Revisiting a Design Choice in Gradient Temporal Difference Learning
Xiaochi Qian, Shangtong Zhang
TL;DR
The paper addresses instability from off-policy learning with function approximation by revisiting the ${A^\top}$TD design and introducing ${A^\top_t\text{TD}}$, a single-rate, memory-efficient off-policy policy evaluation method. It proves almost-sure convergence to the GTD TD fixed point and provides finite-sample guarantees with a projection variant that matches on-policy TD rates up to logarithmic factors. The method achieves ${O(K)\ln^2 t}$ memory and ${O(K)}$ per-step computation, offering practical tuning advantages over GTD's dual-learning-rate setup. Empirical results on standard benchmarks show competitive convergence and performance, supporting its potential as a robust alternative for off-policy evaluation in large-scale RL.
Abstract
Off-policy learning enables a reinforcement learning (RL) agent to reason counterfactually about policies that are not executed and is one of the most important ideas in RL. It, however, can lead to instability when combined with function approximation and bootstrapping, two arguably indispensable ingredients for large-scale reinforcement learning. This is the notorious deadly triad. The seminal work Sutton et al. (2008) pioneers Gradient Temporal Difference learning (GTD) as the first solution to the deadly triad, which has enjoyed massive success thereafter. During the derivation of GTD, some intermediate algorithm, called $A^\top$TD, was invented but soon deemed inferior. In this paper, we revisit this $A^\top$TD and prove that a variant of $A^\top$TD, called $A_t^\top$TD, is also an effective solution to the deadly triad.

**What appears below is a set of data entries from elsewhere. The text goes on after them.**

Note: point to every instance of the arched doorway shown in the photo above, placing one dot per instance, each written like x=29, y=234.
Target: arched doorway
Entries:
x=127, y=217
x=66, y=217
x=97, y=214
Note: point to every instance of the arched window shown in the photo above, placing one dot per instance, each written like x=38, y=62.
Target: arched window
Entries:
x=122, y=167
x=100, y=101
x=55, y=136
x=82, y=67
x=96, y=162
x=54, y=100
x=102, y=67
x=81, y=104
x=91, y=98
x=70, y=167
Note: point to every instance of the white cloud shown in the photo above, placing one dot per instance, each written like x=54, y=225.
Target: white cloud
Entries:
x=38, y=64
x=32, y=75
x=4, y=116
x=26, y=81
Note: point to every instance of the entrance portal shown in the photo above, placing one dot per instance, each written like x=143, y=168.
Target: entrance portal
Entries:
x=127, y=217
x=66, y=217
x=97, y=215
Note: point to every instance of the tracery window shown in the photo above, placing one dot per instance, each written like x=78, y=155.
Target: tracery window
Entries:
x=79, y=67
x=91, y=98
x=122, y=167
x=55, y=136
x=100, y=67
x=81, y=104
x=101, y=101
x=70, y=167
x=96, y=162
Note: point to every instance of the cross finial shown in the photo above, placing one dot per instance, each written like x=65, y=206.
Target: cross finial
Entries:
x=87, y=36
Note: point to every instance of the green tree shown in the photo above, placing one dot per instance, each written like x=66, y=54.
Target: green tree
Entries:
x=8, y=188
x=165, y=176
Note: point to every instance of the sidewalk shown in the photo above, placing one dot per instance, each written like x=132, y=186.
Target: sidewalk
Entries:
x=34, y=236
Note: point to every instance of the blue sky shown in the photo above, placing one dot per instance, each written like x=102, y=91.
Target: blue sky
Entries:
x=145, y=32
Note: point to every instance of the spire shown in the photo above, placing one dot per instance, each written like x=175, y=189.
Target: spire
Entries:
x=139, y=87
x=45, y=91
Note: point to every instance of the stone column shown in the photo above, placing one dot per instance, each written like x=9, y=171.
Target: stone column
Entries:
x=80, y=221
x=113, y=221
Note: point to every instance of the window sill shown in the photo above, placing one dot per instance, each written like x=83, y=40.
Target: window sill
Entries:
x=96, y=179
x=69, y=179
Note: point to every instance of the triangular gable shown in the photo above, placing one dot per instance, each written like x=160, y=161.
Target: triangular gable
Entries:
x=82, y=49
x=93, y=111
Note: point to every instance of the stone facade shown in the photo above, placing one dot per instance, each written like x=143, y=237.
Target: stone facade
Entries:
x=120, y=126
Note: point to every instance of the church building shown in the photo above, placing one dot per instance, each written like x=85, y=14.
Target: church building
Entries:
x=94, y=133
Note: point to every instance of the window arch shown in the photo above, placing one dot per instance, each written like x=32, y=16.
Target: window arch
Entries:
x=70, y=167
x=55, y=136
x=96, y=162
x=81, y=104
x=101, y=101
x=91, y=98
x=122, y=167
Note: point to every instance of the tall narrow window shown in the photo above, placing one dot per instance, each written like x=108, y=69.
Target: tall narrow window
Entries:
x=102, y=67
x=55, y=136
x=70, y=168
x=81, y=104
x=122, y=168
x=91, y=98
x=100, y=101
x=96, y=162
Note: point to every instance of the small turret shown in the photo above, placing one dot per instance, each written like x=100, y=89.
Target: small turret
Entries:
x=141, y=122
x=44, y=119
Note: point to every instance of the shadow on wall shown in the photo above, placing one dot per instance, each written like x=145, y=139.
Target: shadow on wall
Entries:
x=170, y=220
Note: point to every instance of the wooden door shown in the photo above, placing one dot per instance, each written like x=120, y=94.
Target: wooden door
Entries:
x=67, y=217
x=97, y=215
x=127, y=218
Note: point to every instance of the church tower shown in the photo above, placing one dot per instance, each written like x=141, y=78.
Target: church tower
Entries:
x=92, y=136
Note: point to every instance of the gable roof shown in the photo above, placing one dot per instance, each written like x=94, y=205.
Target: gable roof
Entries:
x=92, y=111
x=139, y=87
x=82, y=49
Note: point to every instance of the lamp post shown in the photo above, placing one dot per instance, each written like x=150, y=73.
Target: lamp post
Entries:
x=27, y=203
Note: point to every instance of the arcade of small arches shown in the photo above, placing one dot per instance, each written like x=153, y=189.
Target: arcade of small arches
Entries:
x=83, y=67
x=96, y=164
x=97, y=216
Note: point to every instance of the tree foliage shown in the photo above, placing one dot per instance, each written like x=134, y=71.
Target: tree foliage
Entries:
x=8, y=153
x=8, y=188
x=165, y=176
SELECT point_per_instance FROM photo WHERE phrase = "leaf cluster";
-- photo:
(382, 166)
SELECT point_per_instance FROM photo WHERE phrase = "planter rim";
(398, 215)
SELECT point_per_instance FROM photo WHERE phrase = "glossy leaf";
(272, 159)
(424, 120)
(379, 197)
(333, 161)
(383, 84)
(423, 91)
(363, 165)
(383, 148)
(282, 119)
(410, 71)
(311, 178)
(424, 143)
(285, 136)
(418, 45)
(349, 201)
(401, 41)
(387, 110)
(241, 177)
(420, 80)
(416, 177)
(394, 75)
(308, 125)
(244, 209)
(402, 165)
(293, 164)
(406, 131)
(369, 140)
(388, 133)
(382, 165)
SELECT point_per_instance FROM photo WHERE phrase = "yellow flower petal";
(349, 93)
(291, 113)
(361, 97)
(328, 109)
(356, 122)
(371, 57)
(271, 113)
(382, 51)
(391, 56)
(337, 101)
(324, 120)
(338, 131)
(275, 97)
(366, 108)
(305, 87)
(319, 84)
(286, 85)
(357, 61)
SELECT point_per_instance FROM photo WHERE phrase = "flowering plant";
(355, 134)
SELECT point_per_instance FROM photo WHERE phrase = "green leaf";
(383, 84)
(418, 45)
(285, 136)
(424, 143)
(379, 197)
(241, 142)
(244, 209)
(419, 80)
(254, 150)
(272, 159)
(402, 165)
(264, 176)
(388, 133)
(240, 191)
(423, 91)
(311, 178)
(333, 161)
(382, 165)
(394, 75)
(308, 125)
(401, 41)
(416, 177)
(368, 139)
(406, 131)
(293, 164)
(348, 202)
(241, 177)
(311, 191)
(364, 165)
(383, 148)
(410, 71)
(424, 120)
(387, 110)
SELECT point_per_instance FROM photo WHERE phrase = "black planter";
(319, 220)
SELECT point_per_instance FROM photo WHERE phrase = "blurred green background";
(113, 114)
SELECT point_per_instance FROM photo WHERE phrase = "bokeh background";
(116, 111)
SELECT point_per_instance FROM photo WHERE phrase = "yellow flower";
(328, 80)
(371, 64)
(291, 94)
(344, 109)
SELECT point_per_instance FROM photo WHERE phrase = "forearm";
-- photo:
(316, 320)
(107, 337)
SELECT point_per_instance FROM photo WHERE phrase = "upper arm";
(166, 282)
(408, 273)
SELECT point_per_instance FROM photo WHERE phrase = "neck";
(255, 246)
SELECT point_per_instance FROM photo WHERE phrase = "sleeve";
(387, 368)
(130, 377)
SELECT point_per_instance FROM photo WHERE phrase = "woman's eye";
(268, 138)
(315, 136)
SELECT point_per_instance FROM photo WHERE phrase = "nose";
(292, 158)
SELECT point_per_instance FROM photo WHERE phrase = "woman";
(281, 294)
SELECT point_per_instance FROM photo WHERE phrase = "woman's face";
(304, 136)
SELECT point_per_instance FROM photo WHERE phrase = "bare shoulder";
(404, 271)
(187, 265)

Furthermore, this $A_t^\top$TD only needs one set of parameters and one learning rate. By contrast, GTD has two sets of parameters and two learning rates, making it hard to tune in practice. We provide asymptotic analysis for $A^\top_t$TD and finite sample analysis for a variant of $A^\top_t$TD that additionally involves a projection operator. The convergence rate of this variant is on par with the canonical on-policy temporal difference learning.